Hi Andriy,
This one line patch seems to fix the problem and has been applied to
the version 2.4 code.
diff --git a/src/srun/srun.c b/src/srun/srun.c
index cadbca1..ae31f92 100644
--- a/src/srun/srun.c
+++ b/src/srun/srun.c
@@ -1142,7 +1142,6 @@ _terminate_job_step(slurm_step_ctx_t *step_ctx)
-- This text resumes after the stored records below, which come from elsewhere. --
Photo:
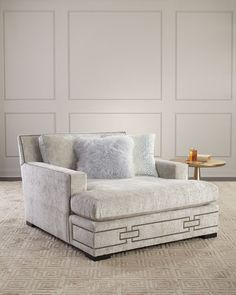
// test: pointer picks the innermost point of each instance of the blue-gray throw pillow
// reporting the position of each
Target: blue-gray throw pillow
(107, 157)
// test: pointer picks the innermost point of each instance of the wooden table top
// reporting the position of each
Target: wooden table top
(211, 163)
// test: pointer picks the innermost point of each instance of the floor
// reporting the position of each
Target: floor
(33, 262)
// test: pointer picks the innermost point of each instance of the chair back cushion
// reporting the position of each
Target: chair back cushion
(58, 149)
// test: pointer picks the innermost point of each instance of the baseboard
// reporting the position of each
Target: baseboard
(10, 178)
(204, 178)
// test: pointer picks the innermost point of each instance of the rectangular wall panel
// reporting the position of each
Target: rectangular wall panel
(208, 133)
(115, 55)
(29, 55)
(204, 43)
(131, 123)
(26, 123)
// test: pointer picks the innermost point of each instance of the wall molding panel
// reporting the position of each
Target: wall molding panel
(193, 74)
(25, 123)
(163, 67)
(202, 130)
(100, 16)
(12, 71)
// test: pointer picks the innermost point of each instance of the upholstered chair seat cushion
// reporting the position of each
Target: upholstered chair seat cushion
(114, 199)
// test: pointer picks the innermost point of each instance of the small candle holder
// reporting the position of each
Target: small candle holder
(192, 155)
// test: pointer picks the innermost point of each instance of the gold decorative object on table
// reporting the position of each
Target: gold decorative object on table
(206, 162)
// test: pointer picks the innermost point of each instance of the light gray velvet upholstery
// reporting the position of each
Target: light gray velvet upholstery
(47, 191)
(104, 237)
(113, 199)
(171, 170)
(53, 147)
(29, 149)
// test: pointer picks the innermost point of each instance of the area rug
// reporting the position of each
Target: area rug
(33, 262)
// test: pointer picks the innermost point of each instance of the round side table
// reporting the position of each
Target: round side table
(212, 163)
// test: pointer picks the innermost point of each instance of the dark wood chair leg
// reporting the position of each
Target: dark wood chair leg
(214, 235)
(30, 224)
(97, 258)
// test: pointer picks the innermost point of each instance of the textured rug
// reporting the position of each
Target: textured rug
(33, 262)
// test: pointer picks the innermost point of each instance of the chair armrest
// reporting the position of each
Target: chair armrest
(77, 180)
(171, 170)
(51, 185)
(47, 192)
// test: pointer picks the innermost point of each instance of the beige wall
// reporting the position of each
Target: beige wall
(166, 67)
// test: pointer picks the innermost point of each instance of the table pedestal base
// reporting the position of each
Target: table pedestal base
(197, 173)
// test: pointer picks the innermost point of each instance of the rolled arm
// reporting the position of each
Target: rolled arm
(171, 170)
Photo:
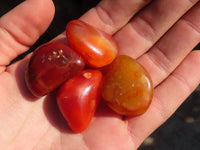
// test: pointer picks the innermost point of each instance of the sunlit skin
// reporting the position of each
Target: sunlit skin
(78, 99)
(127, 87)
(97, 47)
(51, 65)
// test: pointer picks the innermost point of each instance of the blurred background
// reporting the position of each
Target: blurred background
(180, 132)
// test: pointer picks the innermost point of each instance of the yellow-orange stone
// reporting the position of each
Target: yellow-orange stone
(127, 87)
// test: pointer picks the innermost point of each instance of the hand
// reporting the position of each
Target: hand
(160, 37)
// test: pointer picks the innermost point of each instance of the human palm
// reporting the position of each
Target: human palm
(153, 37)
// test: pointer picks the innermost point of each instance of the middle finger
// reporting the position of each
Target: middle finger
(149, 25)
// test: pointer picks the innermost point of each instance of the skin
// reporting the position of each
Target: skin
(162, 46)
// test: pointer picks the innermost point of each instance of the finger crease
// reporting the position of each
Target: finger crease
(105, 17)
(160, 59)
(142, 23)
(192, 25)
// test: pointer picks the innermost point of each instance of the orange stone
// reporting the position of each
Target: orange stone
(127, 87)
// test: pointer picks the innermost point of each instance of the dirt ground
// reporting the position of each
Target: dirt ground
(180, 132)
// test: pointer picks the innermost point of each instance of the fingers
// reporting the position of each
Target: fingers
(111, 15)
(172, 48)
(167, 97)
(22, 26)
(149, 25)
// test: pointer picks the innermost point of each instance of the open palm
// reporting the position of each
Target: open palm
(160, 37)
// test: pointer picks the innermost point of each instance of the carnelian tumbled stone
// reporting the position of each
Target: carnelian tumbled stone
(96, 47)
(127, 87)
(51, 65)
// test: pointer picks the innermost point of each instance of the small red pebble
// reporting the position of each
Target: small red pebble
(97, 47)
(78, 99)
(51, 65)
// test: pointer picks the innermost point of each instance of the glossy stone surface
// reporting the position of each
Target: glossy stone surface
(97, 47)
(78, 99)
(50, 66)
(127, 87)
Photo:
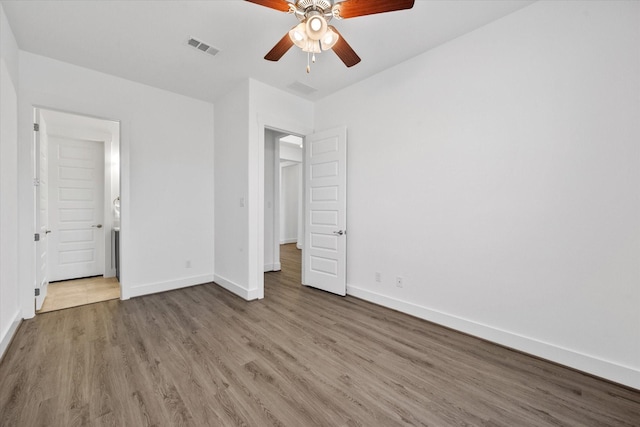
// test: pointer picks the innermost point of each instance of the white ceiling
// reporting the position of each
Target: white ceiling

slurm_step_ctx_get(step_ctx, SLURM_STEP_CTX_JOBID, &job_id);
slurm_step_ctx_get(step_ctx, SLURM_STEP_CTX_STEPID, &step_id);
info("Terminating job step %u.%u", job_id, step_id);
- update_job_state(job, SRUN_JOB_CANCELLED);
slurm_kill_job_step(job_id, step_id, SIGKILL);
}
Quoting "Andrej N. Gritsenko" <and...@rep.kiev.ua>:
Hello!
Our customers complaining about strange behavior when job started via
srun was ended with non-zero exit code:
======================================================================
$ srun sh -c "exit 2"
srun: error: node4-131-23: task 0: Exited with exit code 2
srun: Terminating job step 2602.0
slurmd[node4-131-23]: *** STEP 2602.0 KILLED AT 2011-06-20T18:41:48
WITH SIGNAL 9 ***
$ scontrol show jobs 2602
JobId=2602 Name=sh
UserId=user1-1(510) GroupId=user1-1(510)
Priority=100983 Account=group1 QOS=
JobState=CANCELLED Reason=None Dependency=(null)
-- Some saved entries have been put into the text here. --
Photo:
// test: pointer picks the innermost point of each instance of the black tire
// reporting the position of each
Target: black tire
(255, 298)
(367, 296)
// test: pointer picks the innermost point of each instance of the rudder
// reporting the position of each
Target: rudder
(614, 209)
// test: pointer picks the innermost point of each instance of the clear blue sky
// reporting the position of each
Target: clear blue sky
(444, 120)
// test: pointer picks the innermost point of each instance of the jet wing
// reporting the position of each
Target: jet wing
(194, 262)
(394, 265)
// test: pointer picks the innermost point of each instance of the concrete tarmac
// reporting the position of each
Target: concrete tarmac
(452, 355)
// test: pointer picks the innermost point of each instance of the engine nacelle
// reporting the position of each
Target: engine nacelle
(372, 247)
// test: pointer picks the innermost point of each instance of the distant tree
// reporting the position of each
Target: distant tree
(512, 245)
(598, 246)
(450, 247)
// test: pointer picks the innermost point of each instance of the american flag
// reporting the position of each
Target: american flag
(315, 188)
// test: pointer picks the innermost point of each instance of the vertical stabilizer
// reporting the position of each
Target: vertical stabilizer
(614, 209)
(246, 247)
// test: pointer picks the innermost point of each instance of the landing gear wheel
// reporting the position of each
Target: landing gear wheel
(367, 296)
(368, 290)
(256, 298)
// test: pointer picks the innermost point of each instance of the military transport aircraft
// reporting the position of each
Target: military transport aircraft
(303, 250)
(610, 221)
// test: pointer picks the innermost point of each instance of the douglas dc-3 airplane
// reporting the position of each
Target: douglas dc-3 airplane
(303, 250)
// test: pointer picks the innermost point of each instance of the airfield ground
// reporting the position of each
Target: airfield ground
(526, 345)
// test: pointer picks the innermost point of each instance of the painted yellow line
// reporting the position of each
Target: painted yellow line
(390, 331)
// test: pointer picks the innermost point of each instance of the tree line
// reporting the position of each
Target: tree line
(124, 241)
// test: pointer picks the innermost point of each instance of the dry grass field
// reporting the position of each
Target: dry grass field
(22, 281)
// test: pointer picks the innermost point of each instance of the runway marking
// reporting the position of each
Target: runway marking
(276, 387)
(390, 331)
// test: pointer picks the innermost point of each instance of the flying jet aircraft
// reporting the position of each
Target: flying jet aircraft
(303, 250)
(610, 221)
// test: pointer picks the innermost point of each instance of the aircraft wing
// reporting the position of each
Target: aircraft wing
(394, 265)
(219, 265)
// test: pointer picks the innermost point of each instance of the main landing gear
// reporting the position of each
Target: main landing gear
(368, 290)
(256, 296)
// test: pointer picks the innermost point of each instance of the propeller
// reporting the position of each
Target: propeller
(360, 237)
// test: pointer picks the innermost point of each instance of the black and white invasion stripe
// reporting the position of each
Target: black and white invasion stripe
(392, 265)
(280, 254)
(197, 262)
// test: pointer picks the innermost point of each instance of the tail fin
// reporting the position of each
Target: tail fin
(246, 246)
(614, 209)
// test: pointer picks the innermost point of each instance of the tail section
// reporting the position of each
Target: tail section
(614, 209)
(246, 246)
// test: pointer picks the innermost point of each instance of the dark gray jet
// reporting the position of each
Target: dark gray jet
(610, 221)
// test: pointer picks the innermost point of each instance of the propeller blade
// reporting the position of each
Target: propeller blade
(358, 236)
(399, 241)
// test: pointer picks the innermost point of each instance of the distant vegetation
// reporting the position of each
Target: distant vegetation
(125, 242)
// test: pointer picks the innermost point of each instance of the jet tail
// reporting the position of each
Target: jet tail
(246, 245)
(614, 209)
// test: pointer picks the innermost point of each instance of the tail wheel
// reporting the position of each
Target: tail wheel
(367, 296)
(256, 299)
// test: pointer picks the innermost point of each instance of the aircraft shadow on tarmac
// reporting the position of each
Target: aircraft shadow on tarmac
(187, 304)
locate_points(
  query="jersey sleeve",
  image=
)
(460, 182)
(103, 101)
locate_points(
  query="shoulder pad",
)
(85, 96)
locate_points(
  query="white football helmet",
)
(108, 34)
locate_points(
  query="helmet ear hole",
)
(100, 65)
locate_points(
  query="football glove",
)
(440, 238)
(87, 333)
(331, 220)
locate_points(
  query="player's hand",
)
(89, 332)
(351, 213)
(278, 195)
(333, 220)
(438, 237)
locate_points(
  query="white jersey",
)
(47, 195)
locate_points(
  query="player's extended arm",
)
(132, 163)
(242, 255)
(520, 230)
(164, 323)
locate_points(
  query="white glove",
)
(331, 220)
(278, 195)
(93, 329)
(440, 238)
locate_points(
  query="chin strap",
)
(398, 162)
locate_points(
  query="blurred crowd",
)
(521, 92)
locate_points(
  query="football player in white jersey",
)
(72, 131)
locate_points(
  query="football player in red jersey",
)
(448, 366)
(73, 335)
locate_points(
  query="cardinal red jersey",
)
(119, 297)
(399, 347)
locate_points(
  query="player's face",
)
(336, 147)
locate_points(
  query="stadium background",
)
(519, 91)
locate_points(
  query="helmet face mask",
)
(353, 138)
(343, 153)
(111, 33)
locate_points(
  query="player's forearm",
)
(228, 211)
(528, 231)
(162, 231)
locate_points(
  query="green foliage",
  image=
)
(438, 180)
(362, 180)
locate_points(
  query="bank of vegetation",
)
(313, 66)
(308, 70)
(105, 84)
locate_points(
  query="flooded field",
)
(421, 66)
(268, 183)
Requeue=0 Restarts=0 BatchFlag=0 ExitCode=0:0
======================================================================
That seems as if user just cancelled the job and it happens only when
slurm.conf have the statement KillOnBadExit=1. With KillOnBadExit=0
everything is plain:
======================================================================
JobId=2604 Name=sh
UserId=user1-1(510) GroupId=user1-1(510)
Priority=983 Account=group1 QOS=
JobState=FAILED Reason=NonZeroExitCode Dependency=(null)
Requeue=0 Restarts=0 BatchFlag=0 ExitCode=2:0
======================================================================
When a job is started via sbatch then everything is plain with any value
of KillOnBadExit parameter. Is it a bug or just undocumented feature?
With best wishes.
Andriy.